—Oh! exclamou Jorge rindo.
—Não tem, digo-lhe eu. Está alli, está no hospicio. Não se póde dizer que seja travessura, porque não está em edade disso; é pancada. Se soubesse as cousas que ella faz ás vezes!
—Não me parece; quando a vejo, é sempre com um modo comedido, e muitas vezes serio...
—Lá isso. é porque ella não gosta do senhor.
—Não gosta de mim? perguntou Jorge admirado.
—Não digo que absolutamente não goste, obtemperou o pae da Estella; não lhe tem muita sympathia, é o que é.
—Como sabe você disso?
—Ouvi uma vez o pae reprehendel-a, por que de proposito voltara as costas ao senhor; e então ella levantou os hombros, assim com um ar de pouco caso. O pae tornou a dizer que aquillo não era bonito, mas perdeu o tempo; Yayá pregou os olhos nas unhas, com a testa franzida, e eu sai porque já não podia aturar nem um nem outro.

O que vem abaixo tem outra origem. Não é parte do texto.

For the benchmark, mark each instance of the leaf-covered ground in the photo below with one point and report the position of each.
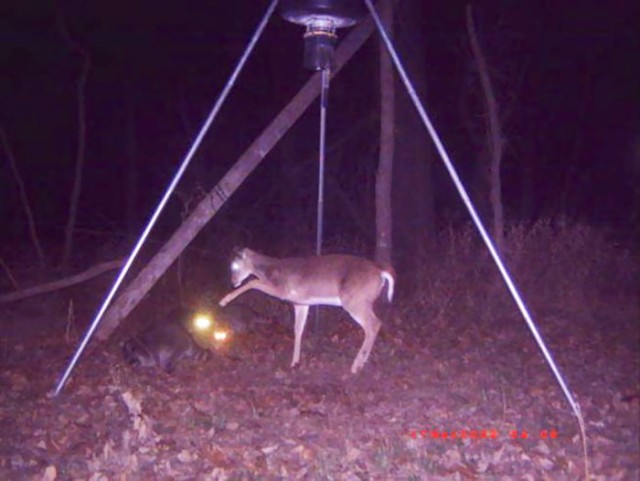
(441, 398)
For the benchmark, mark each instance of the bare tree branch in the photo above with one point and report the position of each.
(35, 240)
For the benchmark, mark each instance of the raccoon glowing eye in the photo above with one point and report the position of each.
(220, 335)
(202, 322)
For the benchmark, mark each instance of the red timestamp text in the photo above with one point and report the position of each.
(480, 434)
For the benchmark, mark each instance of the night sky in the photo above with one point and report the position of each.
(568, 75)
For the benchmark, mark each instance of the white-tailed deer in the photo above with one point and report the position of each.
(351, 282)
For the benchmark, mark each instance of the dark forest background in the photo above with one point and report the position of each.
(566, 79)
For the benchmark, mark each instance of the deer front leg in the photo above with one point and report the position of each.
(253, 284)
(301, 313)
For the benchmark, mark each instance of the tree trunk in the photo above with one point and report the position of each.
(82, 139)
(494, 133)
(212, 202)
(414, 156)
(384, 175)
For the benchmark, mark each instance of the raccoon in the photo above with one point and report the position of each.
(164, 344)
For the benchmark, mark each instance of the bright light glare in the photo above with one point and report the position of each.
(202, 322)
(220, 335)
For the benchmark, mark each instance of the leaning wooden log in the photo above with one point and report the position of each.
(56, 285)
(212, 202)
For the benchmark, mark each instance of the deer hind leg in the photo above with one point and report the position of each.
(363, 314)
(301, 313)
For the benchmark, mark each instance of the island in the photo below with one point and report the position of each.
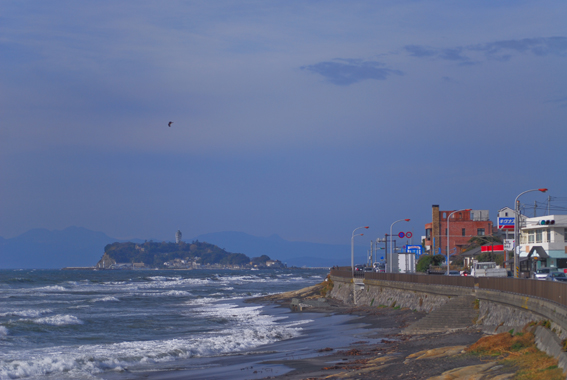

Jorge ficou alguns instantes pensativo. Era certo que Yayá o tratara sempre com muito resguardo e frieza; mas, supposto que isso não significasse sympathia, e até lhe sentisse alguma hostilidade, estava longe de attribuir-lhe declarada aversão. Do gesto a que o Sr. Antunes alludira, não se lembrava absolutamente, mas era possivel. Demais, pensou elle, o Sr. Antunes não o inventaria na occasião; não era callumniador; faltava-lhe essa ferocidade. Mas, porque motivo não gostaria delle a filha de Luiz Garcia? Era a segunda vez que Jorge fazia essa pergunta, sem lhe achar resposta plausivel. Em seguida, recordou-se da noite anterior, e observou ao pae de Estella que Yayá o tratara na vespera com alguma cordialidade.
—Milagre de anno bom! explicou o Sr. Antunes. Tambem lhe digo que não perde nada se ella não gostar do senhor; é uma fortuna. Porque ella, quando gosta de uma pessoa, é de fazer-lhe perder a paciencia.